Mais cet espoir fut déçu et Jabotinsky dut vite déchanter, sur ce sujet comme sur d’autres points clés de la doctrine marxiste, après la Révolution d’octobre en Russie, en découvrant ce qu’il a appelé le “contenu égoïste du concept de classe”. L’évolution qu’a connue Jabotinsky sur ce point - et son rejet définitif de toute conception socialiste - tiennent tout autant à sa réflexion sur les questions économiques et politiques qu’à sa conviction, profondément ancrée, que tous les hommes naissent et demeurent égaux. Brièvement séduit par les idées socialistes et pacifistes dans sa jeunesse, il en est très vite revenu pour élaborer sa doctrine sioniste, marquée par le concept de ‘Hadness (« un seul drapeau »), qu’il oppose au Sha’atnez (mélange de laine et de lin proscrit par la Bible) que représente à ses yeux le sionisme socialiste. 

 

 

C’est en effet dans la Bible hébraïque que Jabotinsky trouve le fondement de toute sa philosophie économique et sociale, qu’il résume dans la notion de Tikkoun Olam (réparation du monde) (11). Comme il l’explique, “Dieu a certes créé le monde tel qu’il est, mais que l’homme se garde bien de se satisfaire que le monde reste toujours “tel qu’il est” - car il est tenu de s’efforcer à tout moment de le perfectionner… car si Dieu y a laissé de si nombreuses lacunes – c’est précisément pour que l’homme lutte et aspire à la “réparation du monde” . L’idée de Tikkoun Olam vue par Jabotinsky trouve son application dans l’impératif de combattre la pauvreté, qui est à ses yeux non pas tant un mal inévitable qu’un mal inutile, qu’il incombe de faire disparaître en “réparant” le monde. 

 

L’extrême sensibilité du “Roch Betar” à la misère sociale l’amène à élaborer le programme des “Cinq Mem”, exposé dans son article La rédemption sociale et inspiré en partie d’un Juif viennois, Joseph Popper-Lynkeus (12), auteur d’un livre intitulé L’obligation alimentaire générale. D’après le programme de Popper-Lynkeus, l’État a l’obligation de libérer les citoyens, riches ou pauvres, de trois obligations essentielles : l’alimentation, l’habillement et l’habitation. Jabotinsky reprend ce programme à son compte, en y ajoutant l’éducation et la santé. C’est en cela qu’on a pu dire que Jabotinsky était le précurseur de l’État-providence moderne. (A suivre…)

Pierre Lurçat

 

(1) Extrait de ma préface au livre de Jabotinsky, La rédemption sociale, que je viens de publier en français. Disponible uniquement sur Amazon.

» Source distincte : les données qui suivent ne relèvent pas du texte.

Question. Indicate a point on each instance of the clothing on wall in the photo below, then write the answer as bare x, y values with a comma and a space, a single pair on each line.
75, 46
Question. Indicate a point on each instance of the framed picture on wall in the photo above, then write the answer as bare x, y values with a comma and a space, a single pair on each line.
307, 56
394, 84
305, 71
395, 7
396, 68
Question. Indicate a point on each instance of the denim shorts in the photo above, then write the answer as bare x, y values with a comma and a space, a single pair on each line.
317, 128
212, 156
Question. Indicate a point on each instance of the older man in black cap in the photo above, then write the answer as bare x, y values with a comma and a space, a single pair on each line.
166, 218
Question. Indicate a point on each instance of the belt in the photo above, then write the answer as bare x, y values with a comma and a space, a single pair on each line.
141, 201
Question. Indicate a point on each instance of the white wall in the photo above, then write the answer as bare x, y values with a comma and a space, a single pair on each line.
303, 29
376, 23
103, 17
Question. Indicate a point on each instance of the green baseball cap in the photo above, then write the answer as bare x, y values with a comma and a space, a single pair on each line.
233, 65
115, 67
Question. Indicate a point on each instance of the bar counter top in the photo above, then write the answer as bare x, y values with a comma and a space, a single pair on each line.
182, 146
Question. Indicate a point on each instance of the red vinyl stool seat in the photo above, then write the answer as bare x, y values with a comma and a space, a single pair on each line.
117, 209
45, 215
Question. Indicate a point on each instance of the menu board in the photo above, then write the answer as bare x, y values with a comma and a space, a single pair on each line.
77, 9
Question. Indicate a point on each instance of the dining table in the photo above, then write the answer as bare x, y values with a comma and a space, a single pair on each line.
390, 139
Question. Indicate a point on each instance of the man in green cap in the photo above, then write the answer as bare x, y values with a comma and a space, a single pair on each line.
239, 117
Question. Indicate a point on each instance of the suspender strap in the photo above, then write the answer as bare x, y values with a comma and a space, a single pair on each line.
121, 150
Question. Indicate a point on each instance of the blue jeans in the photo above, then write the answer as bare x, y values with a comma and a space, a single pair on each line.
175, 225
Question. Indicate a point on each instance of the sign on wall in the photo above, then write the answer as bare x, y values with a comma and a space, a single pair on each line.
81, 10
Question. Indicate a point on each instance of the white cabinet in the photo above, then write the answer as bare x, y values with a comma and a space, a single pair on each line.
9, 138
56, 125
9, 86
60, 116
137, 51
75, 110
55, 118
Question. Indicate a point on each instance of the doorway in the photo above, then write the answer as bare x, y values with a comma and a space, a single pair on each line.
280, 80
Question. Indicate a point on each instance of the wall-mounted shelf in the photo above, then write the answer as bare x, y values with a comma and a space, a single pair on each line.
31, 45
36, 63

(2) Les Cinq, éditions des Syrtes 2006, Samson le Nazir, éd. des Syrtes 2008, Histoire de ma vie, Les provinciales 2011, traduction et présentation de Pierre Lurçat.

(3) Il est mort en 1940 à New-York.

(4) M. Bella,  Jabotinsky, ha-Ish oumishnato, Misrad Habitahon 1980 p. 253.

(5) Voir sur ce sujet, Y. Nedava “Les fondateurs du sionisme et la vision de la Shoah”, in Between the Visions, Rafael Hacohen éd. (hébreu).

(6) Philosophe et homme politique italien (1843-1904), contribua à diffuser le marxisme en Italie.

(7) Criminologue et homme politique italien (1856-1929).

(8) Il est intéressant de noter que Herzl avait lui aussi été correspondant parlementaire, au Palais Bourbon, comme il le relate dans son livre Le Palais Bourbon, tableaux de la vie parlementaire. Ainsi, les deux grands théoriciens du sionisme politique ont tous deux été marqués par la vie politique de deux grandes démocraties de l’époque.

(9) Histoire de ma vie, op. cit. page 32.

(10) Voir notamment la description faite par Zalman Shazar, Etoiles du matin, Albin Michel.

(11) Jabotinsky emploie ici la notion de Tikkoun Olam, qui a depuis lors été souvent utilisée à des fins politiques, notamment au sein de la gauche juive radicale aux Etats-Unis. Voir mon article “ Ruth Bader Ginsburg, Israël et le “Tikkun Olam” : la falsification d'un concept juif”.

(12) Ingénieur et écrivain autrichien (1838-1921).